Management Options of Aorta-Enteric Fistula in a Hostile Abdomen
Emily Lagergren, MD, Thomas Dodson, MD, William Jordan, MD, Yazan Duwayri, MD.
Emory University, Atlanta, GA, USA.
Background: Aorto-enteric fistulas (AEF) represent a rare but lethal subset of aortic graft infections. The most commonly described repairs of AEF involves excision of the infected graft, in situ abdominal aortic reconstruction or extra-anatomical bypass with subsequent graft excision, and bowel repair. Recurrent AEF after aortic graft removal is a rare problem and poses challenges in management. We present the successful treatment of two patients who presented with gastrointestinal hemorrhage secondary to delayed aortic stump blowout after resection of infected aortic grafts.
Methods and Results: The first patient is a 55-year-old gentleman who is status post multiple abdominal aortic operations including aorto-bifemoral and aortomesenteric bypasses for aortic dissection and malperfusion, open repair of aortic anastomotic pseudoaneurysm, and subsequent excision of infected aortic grafts with bilateral axillary femoral bypasses.
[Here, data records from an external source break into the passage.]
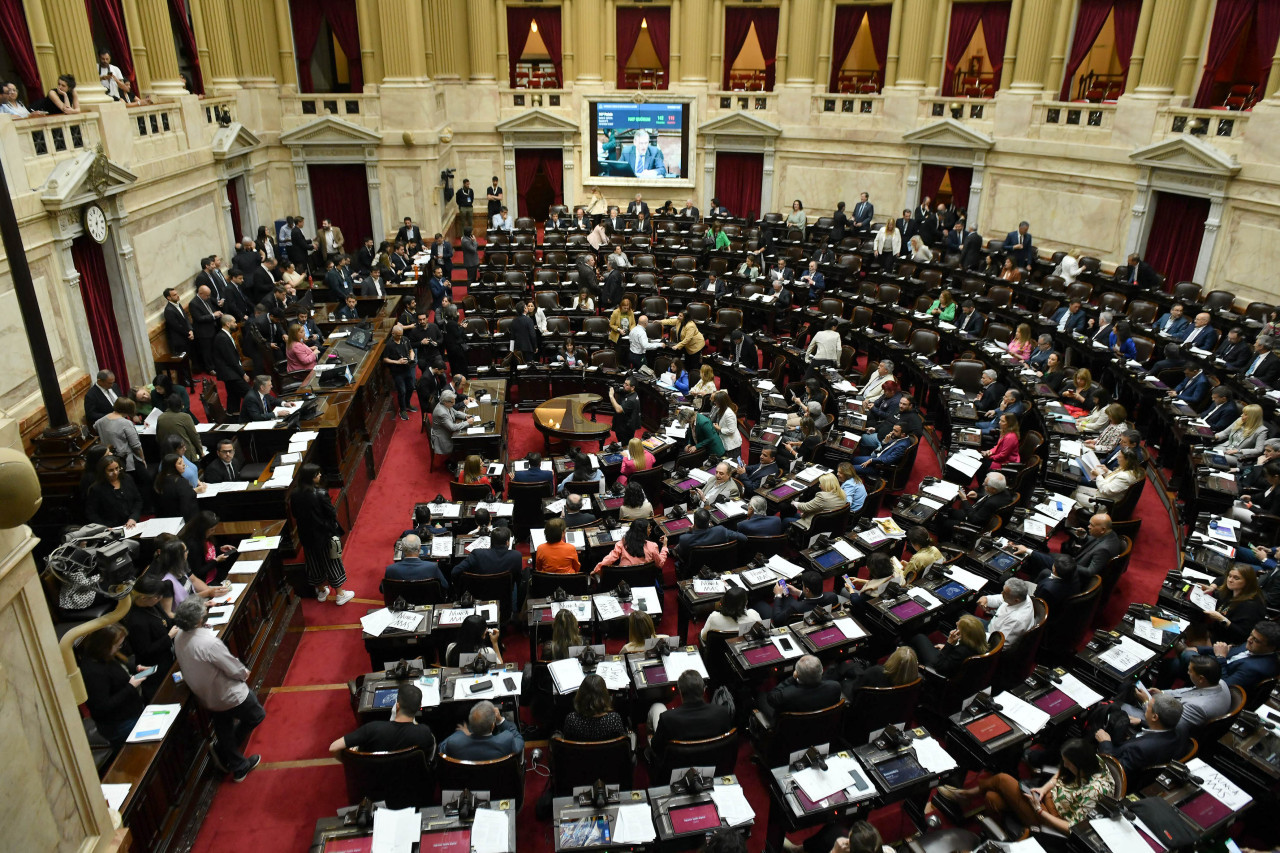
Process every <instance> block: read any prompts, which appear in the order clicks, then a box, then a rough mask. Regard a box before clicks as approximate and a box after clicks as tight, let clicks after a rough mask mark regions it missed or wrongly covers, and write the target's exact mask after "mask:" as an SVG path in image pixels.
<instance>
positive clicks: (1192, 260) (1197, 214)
mask: <svg viewBox="0 0 1280 853" xmlns="http://www.w3.org/2000/svg"><path fill="white" fill-rule="evenodd" d="M1220 3H1221V0H1220ZM1206 219H1208V199H1196V197H1192V196H1180V195H1176V193H1172V192H1157V193H1156V219H1155V222H1153V223H1152V227H1151V236H1149V237H1148V238H1147V252H1146V256H1144V260H1146V261H1147V263H1148V264H1151V266H1152V269H1155V270H1156V272H1157V273H1161V274H1164V275H1165V279H1166V280H1167V282H1169V284H1170V287H1171V286H1174V284H1176V283H1178V282H1190V280H1193V279H1194V277H1196V261H1197V260H1198V259H1199V246H1201V240H1203V238H1204V220H1206Z"/></svg>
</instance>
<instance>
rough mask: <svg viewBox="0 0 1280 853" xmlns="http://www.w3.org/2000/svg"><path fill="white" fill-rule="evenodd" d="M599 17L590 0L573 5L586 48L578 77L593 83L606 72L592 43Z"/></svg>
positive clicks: (581, 52)
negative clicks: (603, 73) (593, 35)
mask: <svg viewBox="0 0 1280 853" xmlns="http://www.w3.org/2000/svg"><path fill="white" fill-rule="evenodd" d="M599 17H600V10H599V9H598V8H596V6H595V4H593V3H590V0H588V3H577V4H575V5H573V32H576V33H581V35H580V36H579V40H580V41H582V42H584V50H580V51H577V56H576V59H577V63H576V68H577V79H580V81H585V82H591V83H599V82H602V81H603V79H604V74H603V73H602V70H600V63H602V58H600V51H599V50H598V49H596V45H594V44H591V41H593V40H591V33H593V32H595V29H596V27H598V18H599ZM675 17H676V14H675V10H672V19H675ZM672 29H675V27H672ZM677 32H678V31H677ZM472 38H474V37H472ZM671 53H672V54H675V53H676V45H675V41H673V42H672V46H671Z"/></svg>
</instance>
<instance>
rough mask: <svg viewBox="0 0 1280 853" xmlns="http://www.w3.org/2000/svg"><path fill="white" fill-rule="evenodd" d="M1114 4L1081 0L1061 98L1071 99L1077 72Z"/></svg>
mask: <svg viewBox="0 0 1280 853" xmlns="http://www.w3.org/2000/svg"><path fill="white" fill-rule="evenodd" d="M1114 5H1115V3H1114V0H1080V9H1079V12H1078V13H1076V15H1075V36H1074V38H1073V40H1071V53H1070V55H1069V56H1068V58H1066V74H1065V76H1064V77H1062V91H1061V92H1059V99H1061V100H1064V101H1068V100H1071V96H1073V92H1071V88H1073V85H1074V83H1075V72H1078V70H1079V69H1080V65H1082V64H1083V63H1084V58H1085V56H1088V55H1089V50H1092V49H1093V42H1094V41H1097V40H1098V33H1101V32H1102V26H1103V24H1106V22H1107V17H1108V15H1110V14H1111V8H1112V6H1114Z"/></svg>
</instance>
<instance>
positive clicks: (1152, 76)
mask: <svg viewBox="0 0 1280 853" xmlns="http://www.w3.org/2000/svg"><path fill="white" fill-rule="evenodd" d="M1190 6H1192V0H1156V1H1155V9H1153V10H1152V17H1151V31H1149V32H1148V35H1147V55H1146V58H1144V60H1143V65H1142V81H1140V82H1139V83H1138V88H1137V90H1134V95H1138V96H1139V97H1169V96H1170V95H1172V93H1174V83H1175V82H1176V79H1178V64H1179V60H1180V59H1181V55H1183V44H1184V38H1183V31H1184V26H1185V22H1187V20H1188V17H1187V15H1188V13H1189V12H1190ZM1143 12H1144V13H1146V6H1144V8H1143ZM1130 79H1132V78H1130Z"/></svg>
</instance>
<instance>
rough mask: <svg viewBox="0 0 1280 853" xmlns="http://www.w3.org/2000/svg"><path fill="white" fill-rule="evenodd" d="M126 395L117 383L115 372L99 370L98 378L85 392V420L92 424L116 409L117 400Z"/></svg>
mask: <svg viewBox="0 0 1280 853" xmlns="http://www.w3.org/2000/svg"><path fill="white" fill-rule="evenodd" d="M123 396H124V392H123V391H122V389H120V386H118V384H116V383H115V374H114V373H111V371H110V370H99V371H97V380H96V382H95V383H93V384H92V386H90V389H88V391H87V392H86V393H84V420H86V421H87V423H88V425H90V427H92V425H93V424H96V423H97V421H99V420H100V419H102V418H106V416H108V415H110V414H111V412H113V411H115V401H116V400H119V398H120V397H123Z"/></svg>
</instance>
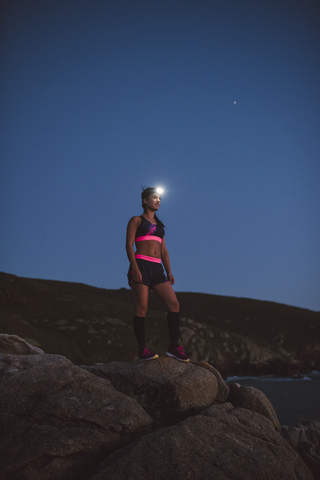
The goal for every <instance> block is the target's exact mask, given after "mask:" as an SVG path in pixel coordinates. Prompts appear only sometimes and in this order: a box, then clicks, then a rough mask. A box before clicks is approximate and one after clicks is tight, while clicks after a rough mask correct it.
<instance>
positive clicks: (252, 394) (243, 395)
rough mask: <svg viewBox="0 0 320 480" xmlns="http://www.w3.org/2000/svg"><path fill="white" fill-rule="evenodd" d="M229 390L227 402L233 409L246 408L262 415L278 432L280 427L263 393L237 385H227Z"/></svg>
mask: <svg viewBox="0 0 320 480" xmlns="http://www.w3.org/2000/svg"><path fill="white" fill-rule="evenodd" d="M229 390H230V393H229V398H228V401H229V402H231V403H232V404H233V405H234V406H235V407H242V408H246V409H247V410H252V411H254V412H257V413H260V414H261V415H264V416H265V417H266V418H268V419H269V420H270V421H271V422H272V423H273V425H274V427H275V428H276V430H278V432H280V430H281V427H280V423H279V420H278V417H277V415H276V412H275V411H274V408H273V406H272V405H271V403H270V401H269V400H268V399H267V397H266V396H265V394H264V393H263V392H261V391H260V390H258V389H257V388H254V387H246V386H243V385H242V386H240V385H239V384H238V383H232V384H231V385H229Z"/></svg>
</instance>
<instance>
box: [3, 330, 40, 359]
mask: <svg viewBox="0 0 320 480" xmlns="http://www.w3.org/2000/svg"><path fill="white" fill-rule="evenodd" d="M0 353H7V354H12V355H37V354H39V353H41V354H44V352H43V351H42V350H41V349H40V348H38V347H34V346H33V345H30V343H28V342H26V341H25V340H23V339H22V338H20V337H17V335H7V334H6V333H1V334H0Z"/></svg>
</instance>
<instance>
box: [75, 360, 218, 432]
mask: <svg viewBox="0 0 320 480" xmlns="http://www.w3.org/2000/svg"><path fill="white" fill-rule="evenodd" d="M83 368H86V369H87V370H89V371H90V372H92V373H95V374H96V375H98V376H102V377H103V378H107V379H108V380H110V381H111V383H112V385H113V386H114V387H115V388H116V389H117V390H118V391H119V392H122V393H124V394H125V395H128V396H130V397H133V398H135V399H136V400H137V401H138V402H139V403H140V405H141V406H142V407H143V408H144V409H145V410H146V412H148V414H149V415H150V416H151V417H152V419H153V420H154V422H155V426H157V427H159V426H164V425H172V424H173V423H177V422H178V421H180V420H182V419H185V418H186V417H187V416H189V415H194V414H195V413H197V412H199V411H200V410H203V409H204V408H206V407H208V406H209V405H211V404H212V402H213V401H214V400H215V399H216V397H217V395H218V380H217V378H216V376H215V375H212V373H210V372H209V371H207V370H205V369H204V368H200V367H198V366H196V365H193V364H192V363H189V362H188V363H183V362H178V361H177V360H174V359H172V358H168V357H167V358H159V359H156V360H152V361H148V362H136V363H129V362H126V363H125V362H111V363H104V364H96V365H94V366H93V367H83Z"/></svg>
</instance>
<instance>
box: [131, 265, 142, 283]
mask: <svg viewBox="0 0 320 480" xmlns="http://www.w3.org/2000/svg"><path fill="white" fill-rule="evenodd" d="M131 278H132V280H133V281H134V282H135V283H142V274H141V272H140V270H139V269H138V268H134V269H133V270H132V277H131Z"/></svg>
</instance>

He presented with hematemesis. Imaging was consistent with AEF. The patient’s prior extensive surgical history precluded a transabdominal approach. The aortic stump was debrided and reclosed via left thoracoabdominal incision. The fistula was separated and enteric coverage managed with an omental flap. The patient was discharged home on the twentieth postoperative day.
The second patient is a 68-year-old gentleman who has a past surgical history significant for open aortic aneurysm repair for rupture, right axillary bifemoral bypass with graft excision and duodenal repair for aortoduodenal erosion, enterocutaneous fistulae repairs, and complex abdominal wall reconstruction. He presented with hemorrhagic shock. Imaging was consistent with an AEF. Due to his complex surgical history and instability at presentation, the AEF was occluded with coils. Despite initial success, the aortoenteric fistula recurred 15 months later with coil erosion into the duodenum. Given his hemodynamic stability, he underwent visceral and renal artery debranching via a left thoracoabdominal exposure with ligation of the supraceliac aorta. He was discharged on his 10th postoperative day.
Conclusion: While the ideal surgical management of AEF is graft explantation via a trans-abdominal incision and in situ aortic reconstruction, hostile abdomens in patients with redo aortic surgery can preclude this treatment. Endovascular management with coil embolization is a safe alternative in unstable patients. Retroperitoneal and thoracoabdominal exposure of the aortic stump provides a controlled approach to the visceral aorta via virgin territory to safely separate the aorta from the eroding bowel.